A strong Jelqing routine in conjunction with liberal lettuce supplementation will give you the 10" PP you dream of.


----------



## PFM (Oct 4, 2013)

I know how to make mine small.......................pics of Michelle Obama works every time.


----------



## katelly (Oct 4, 2013)

be a man pin your cock with test prop


----------



## j2048b (Oct 4, 2013)

Way to easy man just do this:

Get urself a midget with the tiniest hands u can find and make her wrap those tiny little numbs around it and WHALA! Little guy is a monster now!!  Hold ur head up high now... Walk a little bigger... Snicker at everyone u pass because u now ur dick is life like when she holds it! Muhahah

Then if the midget wants to stick around get urself a cage and before every meal push her ass in there and make her sing the oompa  loompa song for food! My dream!


----------



## 11Bravo (Oct 4, 2013)

syph said:


> I want it bigger. Any suggestions?



Bite it off and it will grow back bigger....I promise


----------



## 11Bravo (Oct 4, 2013)

j2048b said:


> Way to easy man just do this:
> 
> Get urself a midget with the tiniest hands u can find and make her wrap those tiny little numbs around it and WHALA! Little guy is a monster now!!  Hold ur head up high now... Walk a little bigger... Snicker at everyone u pass because u now ur dick is life like when she holds it!
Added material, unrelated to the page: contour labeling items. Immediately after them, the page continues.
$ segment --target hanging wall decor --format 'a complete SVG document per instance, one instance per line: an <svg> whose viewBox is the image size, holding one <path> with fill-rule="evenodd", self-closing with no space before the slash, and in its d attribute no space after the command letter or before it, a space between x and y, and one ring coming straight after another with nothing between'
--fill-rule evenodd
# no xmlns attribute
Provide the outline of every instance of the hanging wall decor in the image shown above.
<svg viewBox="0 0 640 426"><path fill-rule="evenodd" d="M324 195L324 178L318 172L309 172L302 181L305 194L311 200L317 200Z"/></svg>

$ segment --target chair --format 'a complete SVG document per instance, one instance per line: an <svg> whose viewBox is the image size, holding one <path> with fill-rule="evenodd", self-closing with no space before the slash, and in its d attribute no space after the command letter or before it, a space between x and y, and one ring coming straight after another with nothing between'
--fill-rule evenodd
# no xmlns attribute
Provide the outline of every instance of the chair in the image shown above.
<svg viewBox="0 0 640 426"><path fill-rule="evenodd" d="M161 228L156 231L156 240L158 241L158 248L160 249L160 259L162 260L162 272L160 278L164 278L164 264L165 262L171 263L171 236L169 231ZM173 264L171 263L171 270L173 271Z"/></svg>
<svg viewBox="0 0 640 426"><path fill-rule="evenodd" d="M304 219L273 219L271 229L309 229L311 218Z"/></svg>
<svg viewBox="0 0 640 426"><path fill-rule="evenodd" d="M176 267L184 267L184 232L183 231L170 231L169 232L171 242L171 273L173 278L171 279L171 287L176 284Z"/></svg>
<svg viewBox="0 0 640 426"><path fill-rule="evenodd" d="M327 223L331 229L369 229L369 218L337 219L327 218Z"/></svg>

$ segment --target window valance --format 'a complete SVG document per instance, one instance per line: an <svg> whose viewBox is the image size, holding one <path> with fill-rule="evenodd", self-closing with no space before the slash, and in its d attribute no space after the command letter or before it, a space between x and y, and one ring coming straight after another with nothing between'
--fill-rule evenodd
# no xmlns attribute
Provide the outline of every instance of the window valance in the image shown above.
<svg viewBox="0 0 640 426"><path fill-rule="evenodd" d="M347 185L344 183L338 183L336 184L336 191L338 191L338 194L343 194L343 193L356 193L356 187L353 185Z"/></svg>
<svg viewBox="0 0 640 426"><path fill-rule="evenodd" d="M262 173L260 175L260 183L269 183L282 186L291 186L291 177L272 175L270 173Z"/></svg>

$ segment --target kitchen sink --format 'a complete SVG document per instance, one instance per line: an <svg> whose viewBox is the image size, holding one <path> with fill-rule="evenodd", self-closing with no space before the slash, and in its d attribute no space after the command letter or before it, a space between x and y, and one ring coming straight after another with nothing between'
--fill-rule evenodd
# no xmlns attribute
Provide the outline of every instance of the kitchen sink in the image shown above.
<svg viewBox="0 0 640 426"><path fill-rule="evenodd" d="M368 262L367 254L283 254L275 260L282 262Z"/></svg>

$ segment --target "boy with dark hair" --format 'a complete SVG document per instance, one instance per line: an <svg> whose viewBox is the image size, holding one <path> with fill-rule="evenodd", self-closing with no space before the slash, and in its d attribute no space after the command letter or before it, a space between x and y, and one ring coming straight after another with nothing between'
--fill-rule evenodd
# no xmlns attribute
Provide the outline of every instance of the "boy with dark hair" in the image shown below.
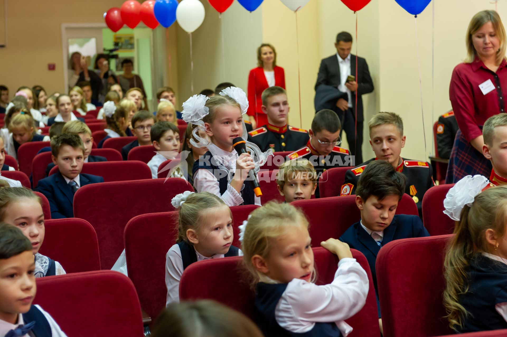
<svg viewBox="0 0 507 337"><path fill-rule="evenodd" d="M312 121L308 131L310 139L304 146L287 156L288 160L304 158L310 161L317 172L317 180L324 170L354 165L353 158L346 148L340 147L341 125L332 110L321 110ZM319 195L318 186L315 198Z"/></svg>
<svg viewBox="0 0 507 337"><path fill-rule="evenodd" d="M361 219L340 237L340 241L359 250L368 260L377 294L379 318L375 261L381 247L399 239L429 236L417 215L394 215L405 193L406 180L405 176L386 161L378 160L369 164L359 178L356 191L355 204L361 211Z"/></svg>
<svg viewBox="0 0 507 337"><path fill-rule="evenodd" d="M309 139L308 131L287 125L290 108L287 93L281 87L270 87L262 92L261 108L267 115L266 125L248 132L248 140L263 152L293 151L304 146Z"/></svg>
<svg viewBox="0 0 507 337"><path fill-rule="evenodd" d="M0 336L66 337L40 306L32 245L19 229L0 223Z"/></svg>
<svg viewBox="0 0 507 337"><path fill-rule="evenodd" d="M426 162L401 157L406 136L403 135L403 121L396 114L379 113L372 118L368 126L370 144L376 157L347 171L340 195L354 194L357 180L366 166L377 159L385 160L407 177L405 193L412 197L419 215L422 215L422 197L435 184L431 165Z"/></svg>
<svg viewBox="0 0 507 337"><path fill-rule="evenodd" d="M86 149L81 137L62 133L51 139L51 159L58 172L39 180L37 189L48 199L53 219L73 217L74 194L80 188L104 178L81 173Z"/></svg>
<svg viewBox="0 0 507 337"><path fill-rule="evenodd" d="M147 110L141 110L134 114L131 122L132 133L137 139L122 147L123 160L127 160L128 153L134 147L152 144L150 132L156 122L155 117Z"/></svg>
<svg viewBox="0 0 507 337"><path fill-rule="evenodd" d="M152 170L152 177L157 179L160 164L168 159L174 159L179 152L179 130L172 123L157 122L150 133L157 154L148 162L148 166Z"/></svg>

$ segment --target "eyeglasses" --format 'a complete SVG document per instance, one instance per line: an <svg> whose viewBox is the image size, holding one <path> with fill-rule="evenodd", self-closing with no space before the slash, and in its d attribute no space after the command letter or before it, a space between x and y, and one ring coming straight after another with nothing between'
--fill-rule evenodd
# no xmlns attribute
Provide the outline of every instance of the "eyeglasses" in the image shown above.
<svg viewBox="0 0 507 337"><path fill-rule="evenodd" d="M146 129L147 130L148 130L149 131L151 131L151 129L152 129L152 126L151 125L146 125L146 126L139 125L139 126L136 126L136 127L135 127L134 128L136 130L137 130L138 131L144 131L144 129Z"/></svg>
<svg viewBox="0 0 507 337"><path fill-rule="evenodd" d="M321 141L318 138L317 139L317 141L318 142L319 144L320 144L320 145L323 145L324 146L328 146L328 145L331 145L331 144L338 146L338 145L340 145L340 144L342 143L341 138L340 138L339 137L338 137L338 140L337 140L336 141L331 141L331 142L329 142L329 141Z"/></svg>

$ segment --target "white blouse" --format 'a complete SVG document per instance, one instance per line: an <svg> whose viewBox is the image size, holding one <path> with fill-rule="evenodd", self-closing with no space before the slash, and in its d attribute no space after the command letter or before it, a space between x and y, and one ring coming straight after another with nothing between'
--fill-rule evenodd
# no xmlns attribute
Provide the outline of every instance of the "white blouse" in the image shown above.
<svg viewBox="0 0 507 337"><path fill-rule="evenodd" d="M199 169L194 175L194 187L198 192L206 191L219 197L227 206L238 206L243 203L241 195L231 186L232 174L236 171L236 161L238 159L238 153L235 150L227 152L220 148L213 143L207 146L213 158L221 167L229 172L229 179L227 190L224 194L220 194L220 185L216 177L206 169ZM250 183L248 182L248 183ZM244 188L244 184L243 184ZM255 197L255 204L261 206L261 198Z"/></svg>
<svg viewBox="0 0 507 337"><path fill-rule="evenodd" d="M346 336L352 328L344 320L363 309L369 286L366 272L355 259L342 258L330 284L317 285L301 279L289 282L275 318L281 327L295 333L308 332L316 322L334 322Z"/></svg>

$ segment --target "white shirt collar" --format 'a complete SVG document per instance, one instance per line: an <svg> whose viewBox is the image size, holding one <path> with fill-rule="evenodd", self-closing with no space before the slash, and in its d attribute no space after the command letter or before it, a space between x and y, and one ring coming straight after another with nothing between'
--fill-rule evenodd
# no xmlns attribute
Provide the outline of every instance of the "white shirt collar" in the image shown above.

Muhahah
> 
> Then if the midget wants to stick around get urself a cage and before every meal push her ass in there and make her sing the oompa  loompa song for food! My dream!



Midgets always have the most worn out pussies because everbody thinks like you do, and I myself also.


----------



## j2048b (Oct 4, 2013)

11Bravo said:


> Midgets always have the most worn out pussies because everbody thinks like you do, and I myself also.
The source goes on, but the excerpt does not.